When it comes to screening, other models show promise, too. Iowa’s “visiting consultant” clinics bring urban cardiologists to rural towns, reducing average drive times from 42 to 15 minutes for over a million residents. The Veterans Administration’s hub-and-spoke system has successfully delivered home-based cardiac rehab to thousands of veterans in rural areas.
The economic case for action is strong. Visiting specialist programs cost about $400,000 annually per region, far less than the billions lost to preventable hospitalizations and premature deaths. Investing in rural broadband to enable telemedicine is cheaper than funding helicopter evacuations. Training nurse practitioners in cardiac care costs a fraction of recruiting new specialists.
Some community-based programs are training citizens in CPR and distributing AEDs, turning entire towns into first-response networks, much like the impromptu one that saved Chuck Wendel’s life twenty years ago. These initiatives will arm the community with life-saving skills for when an emergency arises.
Beyond economics, there is a moral imperative. Behind the statistics are people like Chuck Wendel, who survived because luck and community effort aligned. This suggests that community-based interventions can not only be effective, but are simply the right thing to do. CPR and AED training can give patients a fighting chance to survive an otherwise fatal event.
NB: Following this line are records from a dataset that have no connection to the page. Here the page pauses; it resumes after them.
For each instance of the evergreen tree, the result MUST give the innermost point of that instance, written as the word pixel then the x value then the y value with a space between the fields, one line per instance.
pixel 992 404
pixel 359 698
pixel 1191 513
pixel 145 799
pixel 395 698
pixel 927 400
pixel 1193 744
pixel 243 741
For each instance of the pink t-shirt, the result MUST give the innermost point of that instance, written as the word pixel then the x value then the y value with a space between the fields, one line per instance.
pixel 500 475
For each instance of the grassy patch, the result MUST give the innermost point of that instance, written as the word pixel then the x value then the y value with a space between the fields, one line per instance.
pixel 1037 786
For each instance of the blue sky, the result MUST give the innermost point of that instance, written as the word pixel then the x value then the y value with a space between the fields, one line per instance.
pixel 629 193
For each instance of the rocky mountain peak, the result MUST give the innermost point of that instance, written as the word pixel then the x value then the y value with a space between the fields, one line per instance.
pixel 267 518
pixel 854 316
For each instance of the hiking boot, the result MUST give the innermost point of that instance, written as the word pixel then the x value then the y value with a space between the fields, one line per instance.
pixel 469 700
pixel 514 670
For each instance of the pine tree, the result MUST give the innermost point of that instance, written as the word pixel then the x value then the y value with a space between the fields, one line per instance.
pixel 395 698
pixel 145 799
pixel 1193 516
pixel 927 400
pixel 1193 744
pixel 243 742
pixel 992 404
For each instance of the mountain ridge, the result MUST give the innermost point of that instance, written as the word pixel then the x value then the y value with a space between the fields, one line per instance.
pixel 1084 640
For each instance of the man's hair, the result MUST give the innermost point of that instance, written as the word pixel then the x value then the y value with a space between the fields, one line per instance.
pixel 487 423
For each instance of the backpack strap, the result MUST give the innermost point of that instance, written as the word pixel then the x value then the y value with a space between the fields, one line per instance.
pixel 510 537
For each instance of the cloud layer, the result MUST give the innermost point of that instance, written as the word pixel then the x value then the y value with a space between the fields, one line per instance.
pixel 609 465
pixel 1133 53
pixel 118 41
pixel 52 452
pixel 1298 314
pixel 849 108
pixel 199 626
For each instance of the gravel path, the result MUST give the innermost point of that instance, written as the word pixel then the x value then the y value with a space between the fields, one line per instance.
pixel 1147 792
Our company is already backing community-based initiatives like this. With our local sponsorship, the American Heart Association will provide one “CPR in Schools Training Kit”™ with hands-on education and training through Kids Heart Challenge annually to empower students to learn the lifesaving skills of CPR in just one class period. The training kit also teaches AED use and choking relief. Through this training, we can double or triple a person’s chance of survival. SandboxAQ is sponsoring the American Heart Association to save and improve lives in the Greater Bay Area by teaching the next generation how to respond in a cardiac emergency.
Rural Americans deserve the same shot at surviving heart disease as anyone else. The solutions exist. The benefits are clear. What remains is the will to act before more lives are lost to a crisis we already know how to solve.